Le Soleil s’est entretenu avec Guy Cormier, grand patron de Desjardins, en marge d’une tournée québécoise où il allait à la rencontre des jeunes gens d’affaires. L’occasion était belle pour lui parler de cette jeunesse qui le stimule, mais aussi d’une foule d’autres sujets, comme son avenir personnel et la force de l’approche coopérative.
Q Vous semblez interpellé par la jeunesse et tout ce qui la concerne, comme le décrochage scolaire. Pourquoi est-ce si important pour vous?
R Pendant toute ma carrière, j’ai toujours été trop jeune aux yeux de certaines personnes pour faire la fonction que j’avais. J’étais un trop jeune gestionnaire à 23-24 ans, j’étais un trop jeune directeur général à 32 ans, un trop jeune vice-président à 39, et un trop jeune président à 46.
Ce sentiment-là de devoir prendre sa place, d’avoir la légitimité, ça a beaucoup marqué ma carrière, et ça m’interpelle beaucoup. Je me dis qu’il doit y avoir d’autres jeunes qui vivent cette situation-là. Alors, fort de mon expérience, humblement, j’ai le goût d’en parler et d’échanger avec eux.
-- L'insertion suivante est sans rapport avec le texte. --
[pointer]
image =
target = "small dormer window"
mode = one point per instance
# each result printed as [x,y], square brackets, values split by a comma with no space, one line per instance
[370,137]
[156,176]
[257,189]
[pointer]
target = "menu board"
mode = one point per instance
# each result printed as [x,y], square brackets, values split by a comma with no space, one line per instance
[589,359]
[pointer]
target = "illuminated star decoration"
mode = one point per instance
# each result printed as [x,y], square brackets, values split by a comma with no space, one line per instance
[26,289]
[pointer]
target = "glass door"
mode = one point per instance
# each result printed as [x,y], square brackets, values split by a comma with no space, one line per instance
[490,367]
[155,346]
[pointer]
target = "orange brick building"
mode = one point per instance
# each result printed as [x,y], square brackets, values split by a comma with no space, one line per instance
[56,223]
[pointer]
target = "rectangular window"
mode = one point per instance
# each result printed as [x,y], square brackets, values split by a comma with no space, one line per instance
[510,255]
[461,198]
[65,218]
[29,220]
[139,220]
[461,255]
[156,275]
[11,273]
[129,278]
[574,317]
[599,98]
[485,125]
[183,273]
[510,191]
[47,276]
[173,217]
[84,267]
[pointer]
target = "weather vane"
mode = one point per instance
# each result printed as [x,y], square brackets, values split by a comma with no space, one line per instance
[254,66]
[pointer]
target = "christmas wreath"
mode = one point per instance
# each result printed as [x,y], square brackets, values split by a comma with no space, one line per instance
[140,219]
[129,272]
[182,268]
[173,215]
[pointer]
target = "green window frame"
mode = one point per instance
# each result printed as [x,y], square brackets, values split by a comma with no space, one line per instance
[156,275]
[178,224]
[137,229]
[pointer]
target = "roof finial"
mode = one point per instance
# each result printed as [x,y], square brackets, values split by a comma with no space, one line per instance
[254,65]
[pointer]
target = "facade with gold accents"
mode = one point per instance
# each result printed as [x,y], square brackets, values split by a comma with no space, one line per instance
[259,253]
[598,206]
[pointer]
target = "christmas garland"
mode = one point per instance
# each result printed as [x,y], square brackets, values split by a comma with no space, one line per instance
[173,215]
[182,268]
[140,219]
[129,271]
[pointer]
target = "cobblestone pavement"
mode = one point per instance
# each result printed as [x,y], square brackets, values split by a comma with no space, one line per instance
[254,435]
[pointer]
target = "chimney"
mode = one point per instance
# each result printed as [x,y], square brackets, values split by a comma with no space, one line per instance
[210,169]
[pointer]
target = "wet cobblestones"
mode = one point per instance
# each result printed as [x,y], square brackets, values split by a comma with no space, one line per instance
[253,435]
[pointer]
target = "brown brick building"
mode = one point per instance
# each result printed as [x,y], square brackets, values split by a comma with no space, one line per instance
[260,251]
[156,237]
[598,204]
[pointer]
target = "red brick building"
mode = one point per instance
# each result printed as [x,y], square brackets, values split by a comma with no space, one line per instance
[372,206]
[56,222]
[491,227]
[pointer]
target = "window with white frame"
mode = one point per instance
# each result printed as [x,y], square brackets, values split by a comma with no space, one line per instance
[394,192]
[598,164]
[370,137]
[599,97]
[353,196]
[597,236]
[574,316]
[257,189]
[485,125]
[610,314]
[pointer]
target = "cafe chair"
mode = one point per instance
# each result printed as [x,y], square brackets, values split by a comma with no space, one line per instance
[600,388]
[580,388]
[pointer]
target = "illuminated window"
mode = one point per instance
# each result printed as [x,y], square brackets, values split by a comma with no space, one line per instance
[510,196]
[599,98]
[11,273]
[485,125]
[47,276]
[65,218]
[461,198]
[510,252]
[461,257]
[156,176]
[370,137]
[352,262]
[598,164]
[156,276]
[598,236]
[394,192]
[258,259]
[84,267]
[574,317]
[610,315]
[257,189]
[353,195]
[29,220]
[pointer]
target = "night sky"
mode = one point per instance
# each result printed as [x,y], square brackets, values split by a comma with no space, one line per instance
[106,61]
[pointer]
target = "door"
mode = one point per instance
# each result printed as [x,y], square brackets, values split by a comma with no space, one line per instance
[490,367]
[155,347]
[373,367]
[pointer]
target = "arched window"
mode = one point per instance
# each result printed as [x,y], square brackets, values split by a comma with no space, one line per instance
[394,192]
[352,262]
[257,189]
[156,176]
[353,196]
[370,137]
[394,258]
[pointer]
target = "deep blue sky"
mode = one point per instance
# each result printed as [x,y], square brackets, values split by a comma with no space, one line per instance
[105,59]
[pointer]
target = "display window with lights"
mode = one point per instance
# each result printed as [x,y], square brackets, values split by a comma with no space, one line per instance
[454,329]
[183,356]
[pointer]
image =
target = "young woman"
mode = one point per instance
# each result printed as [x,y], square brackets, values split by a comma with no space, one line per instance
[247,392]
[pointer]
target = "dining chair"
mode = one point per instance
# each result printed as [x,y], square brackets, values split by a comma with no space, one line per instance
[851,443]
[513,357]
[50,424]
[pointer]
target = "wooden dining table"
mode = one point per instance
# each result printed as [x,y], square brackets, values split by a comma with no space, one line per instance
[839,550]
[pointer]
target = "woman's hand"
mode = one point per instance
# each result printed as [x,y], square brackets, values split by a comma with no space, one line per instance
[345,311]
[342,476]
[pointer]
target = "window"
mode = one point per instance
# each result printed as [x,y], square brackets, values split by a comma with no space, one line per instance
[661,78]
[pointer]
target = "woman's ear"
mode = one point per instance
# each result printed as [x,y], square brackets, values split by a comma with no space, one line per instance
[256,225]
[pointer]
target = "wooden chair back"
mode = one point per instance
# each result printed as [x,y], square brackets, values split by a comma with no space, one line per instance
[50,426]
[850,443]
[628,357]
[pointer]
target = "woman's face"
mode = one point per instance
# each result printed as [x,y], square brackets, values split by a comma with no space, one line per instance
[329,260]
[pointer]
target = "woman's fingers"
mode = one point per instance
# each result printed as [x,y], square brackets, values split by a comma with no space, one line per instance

Par ailleurs, c’est vrai qu’actuellement, on frôle la ligne de l’iniquité intergénérationnelle: ça peut être la première fois que la génération future entre dans la vie en moins bonne posture que la génération précédente. […] Comment peut-on aider cette relève-là à prendre sa place, à se développer et à relever les défis qu’elle a à relever? Et comment je peux, dans le cadre de mon travail de président de Desjardins, être une voix pour cette jeunesse-là…?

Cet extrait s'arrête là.